Principal busted for plagiarizing another principal's reflections on the pandemic year. Twice.

Greg Wilkey, principal of East Side Elementary in Chattanooga, Tenn, wrote a moving letter to staff reflecting on the pandemic year. The letter was so good that it spread on Facebook and was even covered by some media outlets. One of the readers was Stacie Bonnick, principal of Washington Technology Magnet School in St. Paul, Minnesota. Wilkey's message resonated with Bonnick so much that she sent it out to her staff. With no attribution. As if she wrote it. In fact, she was so pleased with the letter that she sent it again later in a newsletter to the entire school community. From the Pioneer Press:

To at least one staff member at Washington Technology Magnet School, the principal's weekly message sounded a little too good.

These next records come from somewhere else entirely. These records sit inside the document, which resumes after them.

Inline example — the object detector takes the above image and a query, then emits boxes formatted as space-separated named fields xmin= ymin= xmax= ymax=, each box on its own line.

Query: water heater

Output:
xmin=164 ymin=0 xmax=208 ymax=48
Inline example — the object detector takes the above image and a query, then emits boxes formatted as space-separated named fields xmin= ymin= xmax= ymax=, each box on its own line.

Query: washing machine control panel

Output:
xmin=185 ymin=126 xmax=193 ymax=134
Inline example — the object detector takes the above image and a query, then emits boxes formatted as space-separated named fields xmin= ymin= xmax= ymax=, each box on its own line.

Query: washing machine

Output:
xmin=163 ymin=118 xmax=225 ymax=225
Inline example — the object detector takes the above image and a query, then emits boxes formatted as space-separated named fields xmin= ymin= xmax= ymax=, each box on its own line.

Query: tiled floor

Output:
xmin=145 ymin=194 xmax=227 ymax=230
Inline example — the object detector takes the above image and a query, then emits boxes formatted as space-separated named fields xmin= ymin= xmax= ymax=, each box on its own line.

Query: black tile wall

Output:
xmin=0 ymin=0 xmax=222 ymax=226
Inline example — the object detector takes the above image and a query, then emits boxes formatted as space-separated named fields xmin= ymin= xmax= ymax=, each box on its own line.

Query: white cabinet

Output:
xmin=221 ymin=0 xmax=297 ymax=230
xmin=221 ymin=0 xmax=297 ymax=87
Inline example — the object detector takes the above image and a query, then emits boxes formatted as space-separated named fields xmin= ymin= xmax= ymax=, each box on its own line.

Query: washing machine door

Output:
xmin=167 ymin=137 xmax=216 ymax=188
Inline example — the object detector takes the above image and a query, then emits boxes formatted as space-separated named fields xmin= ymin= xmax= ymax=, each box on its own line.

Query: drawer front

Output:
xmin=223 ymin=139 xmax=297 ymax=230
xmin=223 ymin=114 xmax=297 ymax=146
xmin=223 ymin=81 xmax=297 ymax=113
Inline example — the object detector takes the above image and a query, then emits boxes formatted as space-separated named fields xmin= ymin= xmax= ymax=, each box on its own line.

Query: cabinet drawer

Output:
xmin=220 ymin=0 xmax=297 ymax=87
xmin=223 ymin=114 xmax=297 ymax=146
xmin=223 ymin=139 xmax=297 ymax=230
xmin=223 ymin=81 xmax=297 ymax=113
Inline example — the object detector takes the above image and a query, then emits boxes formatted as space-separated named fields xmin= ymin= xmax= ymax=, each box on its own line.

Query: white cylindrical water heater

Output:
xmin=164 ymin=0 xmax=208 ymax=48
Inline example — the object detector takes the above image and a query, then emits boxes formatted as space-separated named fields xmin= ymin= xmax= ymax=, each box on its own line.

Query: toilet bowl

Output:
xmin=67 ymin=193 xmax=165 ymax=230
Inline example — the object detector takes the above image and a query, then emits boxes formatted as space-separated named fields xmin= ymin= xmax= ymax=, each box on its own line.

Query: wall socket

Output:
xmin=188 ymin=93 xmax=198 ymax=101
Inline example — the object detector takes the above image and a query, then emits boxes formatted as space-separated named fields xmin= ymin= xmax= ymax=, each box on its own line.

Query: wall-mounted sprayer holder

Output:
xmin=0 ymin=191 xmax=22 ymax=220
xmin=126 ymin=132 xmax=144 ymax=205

"Upon reading this it did not seem like her usual writing which is typically of poor academic quality. With a quick google search I was able to determine this in fact was not her work and the entire thing was plagiarized from another principal in another state," the staffer wrote Dec. 23 in an anonymous email to Superintendent Joe Gothard and school board members, which the staffer later forwarded to the Pioneer Press.

Weeks later, Bonnick met with her supervisor and an investigator from the district's human resources department and admitted she plagiarized another principal's work.

"You indicated that this was a poor decision on your part," assistant superintendent Andrew Collins wrote in a discipline letter the school district released this week, four months after the Pioneer Press asked for information about the incidents.

Bonnick received a one-day suspension. Seems to me that she should receive a big fat F that would go on her "permanent record."